Though I never knew Brooks Hays, I did have the privilege of knowing Fred several years before he died in 1993. I can still see him roaming the halls of the Baptist Joint Committee regaling us with stories, quoting poetry, and when he couldn’t remember lines, he would pull something out of the virtual file cabinet he kept in his breast pocket and read it to us with flair and vigor that belied his advancing age. Probably my fondest recollection of Fred is accompanying him on a tour of the Capitol dome and watching him, on the heels of a rather debilitating heart attack, climb the ladders and traverse the platform several hundred feet above the rotunda floor.

Yes, Calvary Baptist Church has always known that the Kingdom of God is far wider and far deeper than what goes on here at the corner of 8th and H.  Calvary has always cooperated with others beyond the narrow confines of Baptist denominationalism. It has been involved in ecumenical endeavors including the Council of Churches of Greater Washington, as well as the Baptist World Alliance. You have extended the ministry of hospitality, allowing others — Christian and Jewish congregations alike — to enjoy these premises. During World War II, under Cranford’s leadership, Calvary set up a “Freedom of Conscience Committee” to give support those who refused combat service because of religious objections. You take seriously the full gospel that has social as well as personal dimensions. You represent the best of Baptist Christian life that journeys outward into the world, as well as journeys inward to the soul.

The Baptist Joint Committee has labored long and hard in the same vein over these decades, fighting for religious liberty abroad, cooperating in coalition with groups from one end of the political and religious spectrum to the other. Our vision of religious liberty is not limited to us Baptists. We are not hired guns for Baptists. We are advocates for the principle of religious liberty for all — for every child of God on the planet.

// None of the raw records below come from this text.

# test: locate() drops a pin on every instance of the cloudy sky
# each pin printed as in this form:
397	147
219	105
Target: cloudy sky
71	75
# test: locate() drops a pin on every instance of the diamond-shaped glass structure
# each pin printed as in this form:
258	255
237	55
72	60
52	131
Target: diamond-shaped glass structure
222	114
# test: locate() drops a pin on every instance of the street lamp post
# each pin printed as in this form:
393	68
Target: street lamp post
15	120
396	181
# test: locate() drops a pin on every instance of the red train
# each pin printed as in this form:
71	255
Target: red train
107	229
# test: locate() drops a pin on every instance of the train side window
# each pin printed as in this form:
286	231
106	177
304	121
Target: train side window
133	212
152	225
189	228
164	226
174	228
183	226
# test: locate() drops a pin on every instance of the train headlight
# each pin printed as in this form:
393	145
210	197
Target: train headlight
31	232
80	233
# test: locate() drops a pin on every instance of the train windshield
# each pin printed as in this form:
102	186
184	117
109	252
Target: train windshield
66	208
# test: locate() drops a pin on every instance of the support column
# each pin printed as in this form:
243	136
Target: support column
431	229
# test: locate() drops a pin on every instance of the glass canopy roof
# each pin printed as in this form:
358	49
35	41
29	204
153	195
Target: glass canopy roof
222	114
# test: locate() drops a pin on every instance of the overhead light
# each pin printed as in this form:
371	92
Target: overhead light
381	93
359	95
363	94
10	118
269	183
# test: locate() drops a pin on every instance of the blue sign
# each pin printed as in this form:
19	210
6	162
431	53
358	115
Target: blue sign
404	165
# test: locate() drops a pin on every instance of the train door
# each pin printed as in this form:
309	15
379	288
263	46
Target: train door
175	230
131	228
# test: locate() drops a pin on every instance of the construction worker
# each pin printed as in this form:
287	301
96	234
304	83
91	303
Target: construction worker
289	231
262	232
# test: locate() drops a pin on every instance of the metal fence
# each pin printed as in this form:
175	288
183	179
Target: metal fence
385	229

But you know we must not linger too long in the past. It is my prayer that we not forget our heritage; that we remember our forbearers like Charles Evans Hughes, Brooks Hays, Fred Schwengel — and the principles of soul freedom, religious liberty and social justice that they and others worked so tirelessly to advance. And then — having gained some perspective — march forward into the core values of place, prophecy, practice and people.

“Perspective on the past?” Indeed, so, but also girding to embrace the future …together (as partners), turning our grand Baptist Christian Calvary heritage into a legacy for the years to come. May God bless us and guide us as we go! Amen!